Dies hat eine Erbschaft hinterlassen, gleichsam eine Zeitbombe für künftige Stammes- und ethische Konflikte, die in den letzten Jahren mit der Verschlechterung der wirtschaftlichen Lage auf dem ganzen Kontinent explodiert ist. Millionen Menschen in Angola, Ruanda, Burundi, Uganda, im Sudan, Eritrea und Äthiopien leben im permanenten Kriegszustand. Rund eine Million Menschen starb beim Völkermord in Ruanda. (Für die Serbien bombardierende NATO aber kein Grund zum Eingreifen.) Im Norden Afrikas tickt in Form des islamischen Fundamentalismus, der als Folge der sozialen Not erstarkt, eine weitere Zeitbombe. Selbst in Staaten, die in der Vergangenheit eine relativ eigenständige Entwicklung genommen haben bzw. in denen die Linke relativ stark war wie z.B. Ägypten oder Algerien treibt der Fundamentalismus in Schleier und Frauenbeschneidung seine übelsten Blüten.

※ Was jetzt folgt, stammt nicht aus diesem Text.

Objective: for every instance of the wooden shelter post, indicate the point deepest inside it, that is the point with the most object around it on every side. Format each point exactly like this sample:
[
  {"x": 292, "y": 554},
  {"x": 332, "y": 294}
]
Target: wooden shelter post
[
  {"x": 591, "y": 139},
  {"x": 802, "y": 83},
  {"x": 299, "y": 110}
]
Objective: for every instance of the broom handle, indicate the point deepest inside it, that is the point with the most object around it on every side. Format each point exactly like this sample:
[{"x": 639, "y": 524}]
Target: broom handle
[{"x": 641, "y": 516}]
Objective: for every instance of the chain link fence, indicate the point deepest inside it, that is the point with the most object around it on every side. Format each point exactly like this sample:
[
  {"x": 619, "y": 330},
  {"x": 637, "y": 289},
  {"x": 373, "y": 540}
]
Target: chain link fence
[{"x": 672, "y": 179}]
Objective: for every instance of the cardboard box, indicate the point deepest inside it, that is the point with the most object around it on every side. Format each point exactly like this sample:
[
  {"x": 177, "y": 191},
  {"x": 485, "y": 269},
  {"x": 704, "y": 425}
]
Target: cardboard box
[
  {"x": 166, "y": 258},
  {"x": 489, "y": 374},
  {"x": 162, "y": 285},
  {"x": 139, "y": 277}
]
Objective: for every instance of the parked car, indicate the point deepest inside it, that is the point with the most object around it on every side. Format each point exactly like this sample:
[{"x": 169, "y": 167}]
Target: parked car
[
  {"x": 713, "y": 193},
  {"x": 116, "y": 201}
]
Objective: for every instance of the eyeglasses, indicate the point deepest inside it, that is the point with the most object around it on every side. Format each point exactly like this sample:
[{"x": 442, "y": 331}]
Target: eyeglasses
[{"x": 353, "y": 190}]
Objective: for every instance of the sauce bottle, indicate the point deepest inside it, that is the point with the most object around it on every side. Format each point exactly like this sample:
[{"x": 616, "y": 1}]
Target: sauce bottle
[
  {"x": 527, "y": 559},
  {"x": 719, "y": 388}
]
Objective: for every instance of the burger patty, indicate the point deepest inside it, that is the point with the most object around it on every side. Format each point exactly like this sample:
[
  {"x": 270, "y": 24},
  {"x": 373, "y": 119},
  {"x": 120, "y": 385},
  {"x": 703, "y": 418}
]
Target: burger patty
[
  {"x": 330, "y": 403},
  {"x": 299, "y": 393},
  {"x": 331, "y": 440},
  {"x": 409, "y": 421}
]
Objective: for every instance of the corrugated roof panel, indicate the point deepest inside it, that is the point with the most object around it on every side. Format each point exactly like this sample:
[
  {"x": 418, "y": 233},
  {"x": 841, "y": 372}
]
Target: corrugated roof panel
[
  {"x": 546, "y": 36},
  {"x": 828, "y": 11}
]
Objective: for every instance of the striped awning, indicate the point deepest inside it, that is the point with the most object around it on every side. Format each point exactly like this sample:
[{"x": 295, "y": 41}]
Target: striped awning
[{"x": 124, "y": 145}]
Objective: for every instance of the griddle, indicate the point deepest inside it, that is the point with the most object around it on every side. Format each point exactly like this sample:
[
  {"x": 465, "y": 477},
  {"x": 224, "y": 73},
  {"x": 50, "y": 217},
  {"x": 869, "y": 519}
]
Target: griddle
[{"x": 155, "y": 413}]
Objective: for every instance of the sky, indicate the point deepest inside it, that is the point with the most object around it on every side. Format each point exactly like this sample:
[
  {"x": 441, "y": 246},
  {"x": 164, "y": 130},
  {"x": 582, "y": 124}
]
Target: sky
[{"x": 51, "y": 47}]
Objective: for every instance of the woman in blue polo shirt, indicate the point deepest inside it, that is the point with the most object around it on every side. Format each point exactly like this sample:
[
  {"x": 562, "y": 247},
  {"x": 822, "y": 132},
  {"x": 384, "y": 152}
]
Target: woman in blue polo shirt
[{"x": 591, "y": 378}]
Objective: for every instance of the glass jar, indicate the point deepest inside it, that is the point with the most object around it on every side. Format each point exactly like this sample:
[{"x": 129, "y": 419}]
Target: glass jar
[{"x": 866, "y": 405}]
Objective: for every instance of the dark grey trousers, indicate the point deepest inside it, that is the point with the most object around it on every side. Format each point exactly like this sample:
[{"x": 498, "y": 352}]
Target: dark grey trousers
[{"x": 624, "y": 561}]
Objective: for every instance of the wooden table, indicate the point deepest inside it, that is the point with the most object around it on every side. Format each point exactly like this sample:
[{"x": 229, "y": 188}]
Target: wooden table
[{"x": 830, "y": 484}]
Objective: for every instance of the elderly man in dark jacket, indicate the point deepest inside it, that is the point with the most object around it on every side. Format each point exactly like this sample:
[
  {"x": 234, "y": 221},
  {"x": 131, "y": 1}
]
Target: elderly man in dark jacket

Wenn sie nur fleißig sind...
Die afrikanischen Massen sind trotz des Reichtums des Kontinents arm. Nicht weil sie unfähig, oder faul sind, sondern weil sie systematisch in Abhängigkeit gehalten wurden und Teil des weltweiten Systems des Kapitalismus sind. Das wirtschaftliche Erbe des Kolonialismus drückt sich im „Hungerkontinent“ bis heute in Monokulturen für den Export und verödeten Landstrichen aus. Der Kapitalismus ist aber weltweit in der Krise, was zur Folge hat, daß sich die Umstände für „Randzonen“ wie Afrika noch verschlechtern. Auf einer kapitalistischen Grundlage würde die Zukunft Afrikas, gerade in der Zeit einer weltweiten ökonomischen Krise, eine sein, die von noch weiter fallendem Lebensstandard, Diktaturen und ethnischen Konflikten gekennzeichnet sein würde.
Was ist die Alternative?
Eine Gesellschaft, die an den Bedürfnissen der Menschen ausgerichtet ist und nicht an den Profiten, ist gerade in Afrika dringend nötig. Produzieren nicht für den Export und das Schuldenrückzahlen, sondern für das eigene Überleben und für den Aufbau einer menschenwürdigen Existenz. Afrika ist ein Kontinent, der blutige Konflikte wie in Ruanda und Hungerkatastrophen wie in Äthiopien ebenso erlebt hat, wie den Aufstand der Jugend in Soweto und die Befreiungskämpfe in Nordafrika in. An die Traditionen des Widerstandes gilt es anzuknüpfen um die lange Geschichte der Mißstände zu beenden.